Seiring berjalannya waktu masjid ini sempat tak digunakan dan hanya sebagai gudang penyimpan keranda jenazah yang terbuat dari kayu. Tetapi saat ini keranda sudah diganti dengan bahan stainless steel.
Pada tahun sekitar 1965 warga mulai menyurati Keraton Yogyakarta untuk bisa menggunakan Masjid Selo sebagai tempat menunaikan ibadah. Permintaan warga dikabulkan saat itu, Masjid Selo diizinkan untuk digunakan warga tetapi dengan syarat tidak boleh mengubah bangunannya.
"Masyarakat izin ke Keraton dengan berkirim surat untuk menggunakan Masjid ini. Balasan dari Keraton 'keno nganggo ning ora keno ngowah-owah' (boleh digunakan asalkan tidak mengubah)," ujar Bendahara Masjid Selo Sunarwiyadi.
Bagunan Masjid Selo berukuran 6 x 8 meter. Bangunan utama hanya mampu menampung sekitar 30 jemaah. Temboknya bercat putih, dengan jendela berukuran kurang lebih 1 meter bercat hijau.
Ruangan inti memiliki atap yang tinggi sehingga, menimbulkan kesan dingin. Karena tebalnya tembok membuat ruangan ini bergema saat seseorang berbicara.
"Kalau orang tingginya lebih dari 150 cm harus nunduk. Sering sekali warga yang tubuhnya tinggi ini nyundul tembok karena tebalnya 75 cm," kata Sunarwiyadi, ditemui di Masjid Selo, Senin (4/4/2022).

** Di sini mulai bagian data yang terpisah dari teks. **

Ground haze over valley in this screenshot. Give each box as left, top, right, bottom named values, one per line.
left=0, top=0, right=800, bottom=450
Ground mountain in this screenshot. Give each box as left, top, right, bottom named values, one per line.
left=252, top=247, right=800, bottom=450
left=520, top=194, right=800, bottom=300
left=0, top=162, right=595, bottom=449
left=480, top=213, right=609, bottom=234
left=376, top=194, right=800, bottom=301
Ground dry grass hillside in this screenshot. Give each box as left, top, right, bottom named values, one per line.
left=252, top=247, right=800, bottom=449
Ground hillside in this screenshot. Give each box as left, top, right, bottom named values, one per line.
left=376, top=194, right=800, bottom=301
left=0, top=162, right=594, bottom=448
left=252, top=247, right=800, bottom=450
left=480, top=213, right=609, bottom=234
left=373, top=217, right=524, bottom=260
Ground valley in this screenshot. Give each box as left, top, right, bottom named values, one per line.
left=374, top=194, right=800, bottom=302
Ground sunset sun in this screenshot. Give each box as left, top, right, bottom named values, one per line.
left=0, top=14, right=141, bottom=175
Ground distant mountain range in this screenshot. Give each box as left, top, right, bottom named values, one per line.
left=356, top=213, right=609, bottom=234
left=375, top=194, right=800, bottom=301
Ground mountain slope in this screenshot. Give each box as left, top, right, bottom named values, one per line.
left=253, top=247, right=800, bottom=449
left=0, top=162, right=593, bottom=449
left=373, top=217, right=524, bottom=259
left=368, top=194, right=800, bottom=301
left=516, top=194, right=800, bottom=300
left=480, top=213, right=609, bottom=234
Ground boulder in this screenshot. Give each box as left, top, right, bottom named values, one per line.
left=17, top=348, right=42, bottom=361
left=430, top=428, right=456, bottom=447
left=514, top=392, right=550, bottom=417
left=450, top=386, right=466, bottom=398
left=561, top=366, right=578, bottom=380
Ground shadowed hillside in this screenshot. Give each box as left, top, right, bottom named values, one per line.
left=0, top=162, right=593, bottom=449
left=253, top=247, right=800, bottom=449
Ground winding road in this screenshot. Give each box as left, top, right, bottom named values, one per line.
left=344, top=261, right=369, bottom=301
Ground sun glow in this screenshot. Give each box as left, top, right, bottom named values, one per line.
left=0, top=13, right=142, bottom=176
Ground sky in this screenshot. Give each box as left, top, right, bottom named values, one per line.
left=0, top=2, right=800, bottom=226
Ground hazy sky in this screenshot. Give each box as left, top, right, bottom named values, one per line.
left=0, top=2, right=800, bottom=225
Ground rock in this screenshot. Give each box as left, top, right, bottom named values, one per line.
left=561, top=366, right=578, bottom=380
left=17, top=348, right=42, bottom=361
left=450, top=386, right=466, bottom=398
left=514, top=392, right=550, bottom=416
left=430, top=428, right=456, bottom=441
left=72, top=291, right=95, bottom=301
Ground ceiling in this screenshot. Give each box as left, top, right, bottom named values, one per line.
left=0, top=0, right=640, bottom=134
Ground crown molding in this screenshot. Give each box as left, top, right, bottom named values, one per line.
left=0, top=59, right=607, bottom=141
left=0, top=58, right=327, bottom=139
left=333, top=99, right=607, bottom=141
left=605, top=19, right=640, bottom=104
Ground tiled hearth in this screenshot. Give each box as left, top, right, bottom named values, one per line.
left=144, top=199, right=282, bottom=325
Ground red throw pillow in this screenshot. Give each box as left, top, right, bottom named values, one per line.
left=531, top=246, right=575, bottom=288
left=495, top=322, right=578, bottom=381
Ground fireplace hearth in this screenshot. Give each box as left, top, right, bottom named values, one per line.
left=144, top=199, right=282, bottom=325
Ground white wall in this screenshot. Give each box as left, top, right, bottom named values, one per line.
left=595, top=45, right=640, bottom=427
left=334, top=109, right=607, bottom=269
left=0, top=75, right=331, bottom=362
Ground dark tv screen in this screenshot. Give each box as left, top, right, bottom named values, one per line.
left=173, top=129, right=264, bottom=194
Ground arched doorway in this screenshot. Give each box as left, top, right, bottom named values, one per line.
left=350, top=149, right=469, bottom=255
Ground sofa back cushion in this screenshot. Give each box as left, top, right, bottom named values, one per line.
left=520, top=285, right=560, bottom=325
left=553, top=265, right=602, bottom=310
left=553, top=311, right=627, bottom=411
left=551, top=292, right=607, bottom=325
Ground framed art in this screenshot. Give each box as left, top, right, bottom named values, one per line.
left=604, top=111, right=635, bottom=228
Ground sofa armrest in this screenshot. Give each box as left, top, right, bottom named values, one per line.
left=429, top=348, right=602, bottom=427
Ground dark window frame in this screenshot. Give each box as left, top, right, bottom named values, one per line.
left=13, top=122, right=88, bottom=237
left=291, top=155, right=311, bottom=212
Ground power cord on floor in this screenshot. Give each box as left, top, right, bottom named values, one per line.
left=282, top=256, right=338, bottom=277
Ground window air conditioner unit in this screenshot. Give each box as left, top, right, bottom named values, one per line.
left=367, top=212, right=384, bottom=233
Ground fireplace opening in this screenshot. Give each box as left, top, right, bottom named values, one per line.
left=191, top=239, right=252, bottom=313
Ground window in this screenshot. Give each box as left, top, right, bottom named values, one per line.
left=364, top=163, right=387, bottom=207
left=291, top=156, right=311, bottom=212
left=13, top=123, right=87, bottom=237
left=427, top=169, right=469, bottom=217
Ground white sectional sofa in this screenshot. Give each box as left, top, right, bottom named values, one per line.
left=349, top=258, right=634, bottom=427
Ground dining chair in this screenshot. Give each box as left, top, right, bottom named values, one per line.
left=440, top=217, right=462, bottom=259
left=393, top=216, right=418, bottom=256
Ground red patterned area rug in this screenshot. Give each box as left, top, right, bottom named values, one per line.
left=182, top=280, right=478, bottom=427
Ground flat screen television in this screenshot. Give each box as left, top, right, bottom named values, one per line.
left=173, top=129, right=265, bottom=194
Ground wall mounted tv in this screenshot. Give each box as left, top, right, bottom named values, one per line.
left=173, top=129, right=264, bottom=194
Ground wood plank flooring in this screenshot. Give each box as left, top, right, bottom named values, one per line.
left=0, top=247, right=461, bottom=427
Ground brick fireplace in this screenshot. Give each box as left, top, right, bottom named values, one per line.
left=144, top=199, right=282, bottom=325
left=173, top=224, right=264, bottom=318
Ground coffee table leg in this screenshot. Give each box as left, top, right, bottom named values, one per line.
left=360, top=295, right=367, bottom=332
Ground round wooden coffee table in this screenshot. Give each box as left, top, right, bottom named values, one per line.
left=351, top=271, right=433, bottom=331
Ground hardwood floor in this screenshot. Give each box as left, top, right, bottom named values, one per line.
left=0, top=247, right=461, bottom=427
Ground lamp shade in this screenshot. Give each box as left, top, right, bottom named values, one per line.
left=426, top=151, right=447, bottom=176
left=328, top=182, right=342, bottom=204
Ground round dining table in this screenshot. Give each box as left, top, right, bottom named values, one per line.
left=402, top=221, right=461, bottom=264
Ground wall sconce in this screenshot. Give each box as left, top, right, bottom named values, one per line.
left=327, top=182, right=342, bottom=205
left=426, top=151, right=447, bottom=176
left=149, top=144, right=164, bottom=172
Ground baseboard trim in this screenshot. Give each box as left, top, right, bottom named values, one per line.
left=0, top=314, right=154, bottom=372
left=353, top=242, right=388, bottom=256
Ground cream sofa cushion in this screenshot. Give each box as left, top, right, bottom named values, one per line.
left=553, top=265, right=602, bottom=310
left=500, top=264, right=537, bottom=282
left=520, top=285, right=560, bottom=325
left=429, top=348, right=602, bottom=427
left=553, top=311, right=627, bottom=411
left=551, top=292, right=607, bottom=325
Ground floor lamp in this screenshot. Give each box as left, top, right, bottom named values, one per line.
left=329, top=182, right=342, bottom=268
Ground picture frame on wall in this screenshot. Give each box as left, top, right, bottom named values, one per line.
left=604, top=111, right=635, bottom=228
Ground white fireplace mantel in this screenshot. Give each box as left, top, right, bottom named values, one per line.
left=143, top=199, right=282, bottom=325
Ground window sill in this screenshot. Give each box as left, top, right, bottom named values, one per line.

Oleh masyarakat Masjid mulai dibersihkan dan keranda dibuatkan ruangan tersendiri. Saat awal digunakan lantai masih menggunakan jerambah semen campur bata merah. Lalu diberi alas berupa kepang dan di atasnya tikar, untuk berjamaah.
Ia bercerita dulunya di depan Masjid Selo masih ada dua kolam disisi kanan dan kiri tetapi sekarang kolam sudah tidak ada lagi.
"Kemarin ada yang buat resapan ternyata pondasi sampai ke bawah," kata dia.
Dengan tebal tembok serta pondasi yang dalam bangunan Masjid Selo ini masih kokoh berdiri. Bahkan saat gempa dahsyat menggoyang Yogyakarta dan sekitarnya pada tahun 2006 lalu Masjid Sela tak mengalami kerusakan.
"Kalau bencana alam gempa kemarin tidak ada pengaruhnya, pondasi ini sampai ke bawah. Saat ada tukang buat resapan ternyata masih ada pondasi sampai bawah," kata dia.
Renovasi yang telah dilakukan adalah mengubah lantai yang awalnya dari semen biasa menggunakan keramik sehingga menambah kesan dingin di ruangan inti.
Seiring berjalannya waktu dan banyaknya kegiatan di Masjid Selo, pihak takmir menambah ruangan di sisi kanan dan kiri agar kapasitas Masjid Selo bertambah.